DHZ: Wie können Unternehmen herausfinden, welche Themen sich gut eignen, um sie kurz zu posten?

Scherbeck: Unternehmen sollte nicht völlig wahllos Neuigkeiten posten, sondern sich vorher genau überlegen, wie sie sich darstellen möchten. Für die fünf Postings pro Woche können sie sich dann einige spezielle Themen setzen. Das Thema Transparenz ist beispielsweise gerade interessant. Viele Menschen möchten die Lieferkette der Waren nachvollziehen. Ein Schreinerbetrieb kann zeigen, wo das Holz herkommt und welcher Mitarbeiter es wie verarbeitet. Das ist ein Vorteil von Handwerksbetrieben gegenüber großen Unternehmen.

Facebook ist ideal für Handwerksbetriebe, meint Bastian Scherbeck, Managing Director der Agentur für digitale Kommunikation We are social. - © we are social
Fabebook Berater Bastian Scherbeck

Hier lesen Sie eine Zusammenstellung der Tipps, wie Sie gute Themen für Ihre Postings auf Facebook finden.

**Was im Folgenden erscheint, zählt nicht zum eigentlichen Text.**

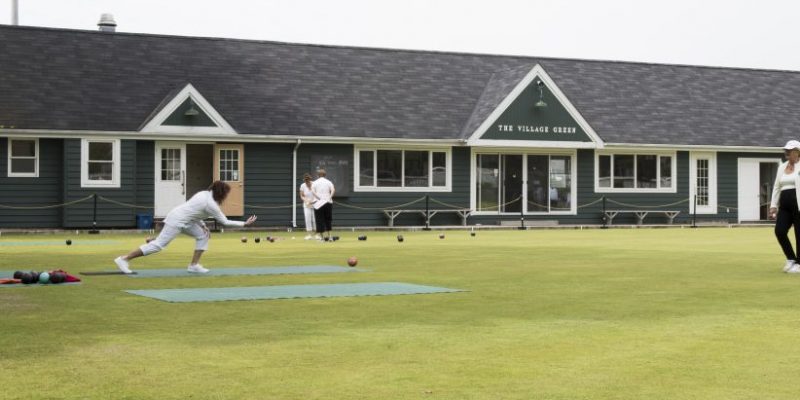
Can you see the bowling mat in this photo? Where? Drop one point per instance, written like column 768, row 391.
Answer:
column 222, row 271
column 289, row 292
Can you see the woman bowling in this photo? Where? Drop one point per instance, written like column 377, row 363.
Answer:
column 188, row 218
column 784, row 206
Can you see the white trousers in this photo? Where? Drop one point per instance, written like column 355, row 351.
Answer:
column 311, row 224
column 169, row 232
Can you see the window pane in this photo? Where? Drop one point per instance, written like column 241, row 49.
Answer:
column 604, row 171
column 538, row 184
column 99, row 151
column 390, row 168
column 439, row 169
column 560, row 183
column 646, row 171
column 23, row 166
column 666, row 171
column 488, row 181
column 100, row 171
column 366, row 161
column 623, row 171
column 416, row 168
column 23, row 148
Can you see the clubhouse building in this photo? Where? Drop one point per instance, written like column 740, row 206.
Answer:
column 99, row 127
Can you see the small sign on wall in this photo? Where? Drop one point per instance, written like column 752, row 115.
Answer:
column 338, row 169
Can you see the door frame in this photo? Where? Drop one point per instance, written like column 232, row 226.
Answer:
column 231, row 208
column 160, row 188
column 741, row 197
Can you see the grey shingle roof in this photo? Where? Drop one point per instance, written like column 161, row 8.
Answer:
column 86, row 80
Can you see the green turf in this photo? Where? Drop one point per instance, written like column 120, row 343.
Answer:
column 549, row 314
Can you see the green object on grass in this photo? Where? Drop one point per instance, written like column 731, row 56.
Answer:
column 288, row 292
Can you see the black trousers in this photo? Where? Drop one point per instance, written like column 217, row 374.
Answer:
column 324, row 218
column 788, row 215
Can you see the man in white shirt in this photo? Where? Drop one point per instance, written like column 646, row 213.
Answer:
column 323, row 190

DHZ: Wie können Betriebe sich eine Basis von Anhängern auf Facebook schaffen?

Scherbeck: Die pragmatischste Variante ist Facebook Ads. Mit einem überschaubaren Budget können Unternehmen Anzeigen schalten, die genau auf ihre Zielgruppe ausgerichtet sind. Zum Beispiel werden sie nur einer Altersgruppe mit bestimmten Interessen aus einer ausgewählten Stadt angezeigt. Das Unternehmen zahlt nur, wenn jemand auf die Anzeige klickt. Dabei können Unternehmen genau steuern, wie viel sie ausgeben, indem sie zum Beispiel sagen, dass sie einen Monat lang maximal 20 Euro pro Tag ausgeben wollen. Weiterer Vorteil der Anzeigen ist, dass sich ein Unternehmer genau überlegen muss, wen sie erreichen wollen.

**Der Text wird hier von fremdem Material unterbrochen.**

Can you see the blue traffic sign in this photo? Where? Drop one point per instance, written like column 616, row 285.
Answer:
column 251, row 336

DHZ: Sonntags arbeiten viele Familienbetriebe nicht und können auch keine Neuigkeiten posten. Wie können Unternehmen damit umgehen?

Scherbeck: Nicht alle Inhalte müssen tagesaktuell entstehen. Unternehmen können Inhalte vorproduzieren und müssen sie dann nur kurz posten.

Selbst bei großen Unternehmen, die unsere Agentur betreut, machen wir es aber auch so, dass wir Freitagsnachmittag posten, dass wir nun ins Wochenende gehen und Montag ab acht Uhr wieder für die Kunden da sind. Das funktioniert meiner Erfahrung nach, sehr gut.

Allerdings kann man eine Facebookseite nicht wie ein Geschäft abschließen. Ich rate dringend davon ab, die Kommentarfunktion über das Wochenende zu sperren. Das kommt bei Kunden nicht gut an. Ideal ist es, wenn ein Unternehmer auch am Wochenende einmal pro Tag reinschaut, ob es kritische Kommentare gibt. Aber das Problem mit unflätigen Kommentaren ist bei kleinen Betrieben wahrscheinlich sehr klein.